I am not suggesting that there is no place for chemotherapy or radiotherapy in palliative care. My father had a good two months after five fractions of radiation to his chest. And there are many other examples of even more radical treatment being meaningful. What I am wondering is whether honest and skillful discussion between patients, families and oncologists might give patients the opportunity to bail out of the active treatment arm for earlier referral to hospice-type support with the focus on a more meaningful, mindful end-of-life period. The focus needs to be, not on whether they want treatment or not, but what is important to them under the circumstances and how best to achieve those goals.

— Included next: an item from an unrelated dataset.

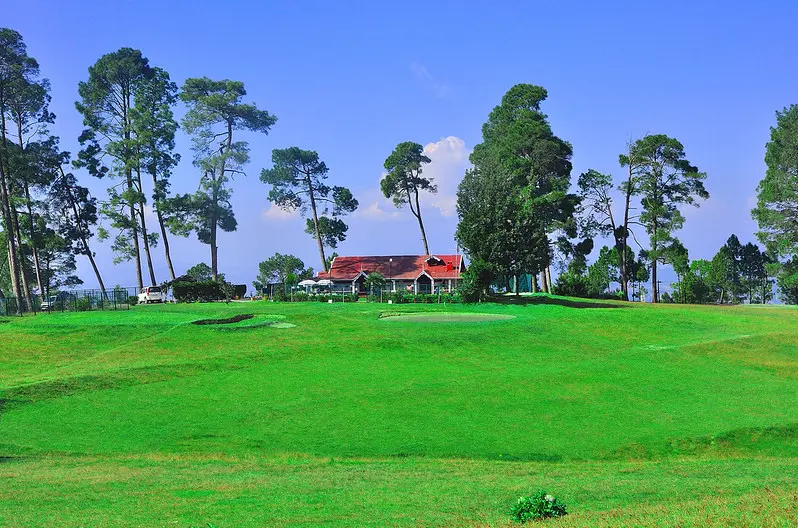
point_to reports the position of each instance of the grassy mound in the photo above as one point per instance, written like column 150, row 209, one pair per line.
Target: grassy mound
column 444, row 317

Dr Susan Block, a palliative-care specialist and recognised pioneer in training doctors in managing end-of-life issues with patients and their families says: “A family meeting is a procedure and it requires no less skill than performing an operation. Arriving at an acceptance of one’s mortality and a clear understanding of the limits and possibilities of medicine is a process, not an epiphany.”
The question is – how do we take responsibility for this task within the realities of restricted time, lack of specific training and old habits?